Part of what makes learning fractions tricky is that there at least three unnatural things to learn:

  1. The written language of fractions
  2. The spoken language of fractions
  3. The math of fractions

I work in a third grade classroom right now and I’ve heard a bunch of kids say something like the following:

a third

 

“This is a third.”

Why? There’s an enormous mushing that goes around with “fourth” and “four,” with “third” and “three.”

Related(?) mistake: 4/6 is equivalent to 1/3

Maybe that isn’t related, but I heard it out of a kid who thought a third was 3/4, so it’s probably connected somehow. Maybe you guys can figure out how.

4 replies on ““A third” = 3/4”

let´s see – there are three shaded squares so those three shaded sections are one chunk of three, and three is related to the word third so its a chunk, one third; that means the student is not looking at the whole square made of 4 pieces, but just focused on the three shaded parts

When the student said “a third”, what comes to my instinct is “a third of something” or “one third of something” as “a hundred” means “one hundred” to me. Thus, I assume the student referred to the 1/3 that is not shaded. However, what the kid who thought a third was 3/4 completely turned my understanding upside down. I think when they said “third”, they meant “three”, or the three shaded area. “A third” could also mean to him/her as “a group of three things”. Coming back to the mistake that 4/6 is equivalent to 1/3, when the student convert 4/6 into 2/3 by dividing both 4&6 by 2 and draw this as a picture where there are 3 cubes total and 2 are shaded and 1 is not, they now call the picture “a third”, which is equivalent to 1/3 in my understanding.

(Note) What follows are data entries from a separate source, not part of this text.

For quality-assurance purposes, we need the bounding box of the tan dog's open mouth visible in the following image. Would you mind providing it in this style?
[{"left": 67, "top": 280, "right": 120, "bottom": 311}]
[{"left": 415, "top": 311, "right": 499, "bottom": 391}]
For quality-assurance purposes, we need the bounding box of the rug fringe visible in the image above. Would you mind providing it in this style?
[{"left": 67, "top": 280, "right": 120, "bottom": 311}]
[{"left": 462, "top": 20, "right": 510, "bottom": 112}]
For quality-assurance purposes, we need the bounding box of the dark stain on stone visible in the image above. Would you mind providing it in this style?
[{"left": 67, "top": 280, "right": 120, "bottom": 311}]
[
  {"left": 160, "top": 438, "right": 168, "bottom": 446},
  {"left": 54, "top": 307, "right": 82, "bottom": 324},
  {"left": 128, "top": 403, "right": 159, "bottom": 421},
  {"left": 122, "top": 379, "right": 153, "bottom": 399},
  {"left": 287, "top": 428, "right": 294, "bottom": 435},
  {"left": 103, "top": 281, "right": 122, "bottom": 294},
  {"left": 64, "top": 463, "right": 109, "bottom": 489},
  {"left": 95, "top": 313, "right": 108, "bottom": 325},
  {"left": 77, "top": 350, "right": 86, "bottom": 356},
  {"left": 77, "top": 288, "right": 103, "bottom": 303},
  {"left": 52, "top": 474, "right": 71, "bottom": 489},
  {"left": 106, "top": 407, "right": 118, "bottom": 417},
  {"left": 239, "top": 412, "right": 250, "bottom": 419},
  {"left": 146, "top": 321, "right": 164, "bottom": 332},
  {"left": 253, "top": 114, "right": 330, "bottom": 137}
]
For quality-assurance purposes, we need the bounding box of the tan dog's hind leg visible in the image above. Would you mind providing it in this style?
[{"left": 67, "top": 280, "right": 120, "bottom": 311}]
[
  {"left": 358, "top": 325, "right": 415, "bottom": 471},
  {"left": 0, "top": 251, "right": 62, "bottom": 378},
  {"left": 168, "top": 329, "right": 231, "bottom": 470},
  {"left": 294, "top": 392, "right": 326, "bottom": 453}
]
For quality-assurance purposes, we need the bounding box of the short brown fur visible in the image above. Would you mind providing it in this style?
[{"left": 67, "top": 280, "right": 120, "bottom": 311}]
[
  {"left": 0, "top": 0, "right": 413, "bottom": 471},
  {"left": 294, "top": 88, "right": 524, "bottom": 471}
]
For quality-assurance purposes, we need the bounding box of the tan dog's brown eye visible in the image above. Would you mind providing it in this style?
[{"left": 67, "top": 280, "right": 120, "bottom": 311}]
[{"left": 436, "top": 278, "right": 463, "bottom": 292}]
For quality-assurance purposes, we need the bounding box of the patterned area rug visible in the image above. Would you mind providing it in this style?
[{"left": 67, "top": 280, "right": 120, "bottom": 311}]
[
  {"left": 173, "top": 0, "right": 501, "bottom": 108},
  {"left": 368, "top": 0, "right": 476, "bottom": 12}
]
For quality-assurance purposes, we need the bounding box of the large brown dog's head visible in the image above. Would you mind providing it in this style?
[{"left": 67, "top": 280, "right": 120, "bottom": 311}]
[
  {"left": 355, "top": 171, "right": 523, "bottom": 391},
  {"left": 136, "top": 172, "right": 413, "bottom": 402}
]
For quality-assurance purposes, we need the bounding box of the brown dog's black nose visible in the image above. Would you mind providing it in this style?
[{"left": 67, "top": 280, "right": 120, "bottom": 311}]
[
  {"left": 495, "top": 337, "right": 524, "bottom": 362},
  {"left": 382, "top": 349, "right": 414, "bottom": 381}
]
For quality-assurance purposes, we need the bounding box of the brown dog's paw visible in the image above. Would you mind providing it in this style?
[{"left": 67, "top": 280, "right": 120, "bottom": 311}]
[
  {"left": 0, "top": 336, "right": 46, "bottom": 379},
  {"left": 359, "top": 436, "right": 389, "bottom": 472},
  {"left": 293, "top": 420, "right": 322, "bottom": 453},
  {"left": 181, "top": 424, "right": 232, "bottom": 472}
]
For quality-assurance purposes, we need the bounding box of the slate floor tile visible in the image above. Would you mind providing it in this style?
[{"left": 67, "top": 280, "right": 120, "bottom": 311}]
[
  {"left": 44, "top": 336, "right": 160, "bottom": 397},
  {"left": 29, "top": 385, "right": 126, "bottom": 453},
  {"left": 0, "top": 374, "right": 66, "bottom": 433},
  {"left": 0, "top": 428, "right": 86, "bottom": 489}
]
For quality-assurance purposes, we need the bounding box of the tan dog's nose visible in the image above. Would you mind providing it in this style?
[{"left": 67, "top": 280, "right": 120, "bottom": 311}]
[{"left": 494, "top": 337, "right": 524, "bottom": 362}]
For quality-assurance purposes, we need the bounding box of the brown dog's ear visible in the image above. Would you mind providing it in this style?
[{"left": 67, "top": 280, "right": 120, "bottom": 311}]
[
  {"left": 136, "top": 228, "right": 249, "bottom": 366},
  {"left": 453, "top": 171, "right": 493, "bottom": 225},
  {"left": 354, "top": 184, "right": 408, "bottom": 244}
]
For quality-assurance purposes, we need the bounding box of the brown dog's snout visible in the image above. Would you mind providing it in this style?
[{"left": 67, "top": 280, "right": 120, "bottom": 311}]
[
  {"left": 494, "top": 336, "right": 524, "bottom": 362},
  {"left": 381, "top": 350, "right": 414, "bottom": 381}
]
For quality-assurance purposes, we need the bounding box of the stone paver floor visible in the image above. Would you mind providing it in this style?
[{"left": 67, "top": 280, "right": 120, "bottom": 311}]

This student is not taking in to account of the whole shape. The student said it is a third because 3 of the squares are shaded in and left out one, which is not shaded in. it seems like this student does not fully understand fractions that is drawn out visually. Or the student might of meant three and not a third, these terms maybe confusing for this student. I would practice drawing out small fractions with this students to help him or her understand the concept behind it.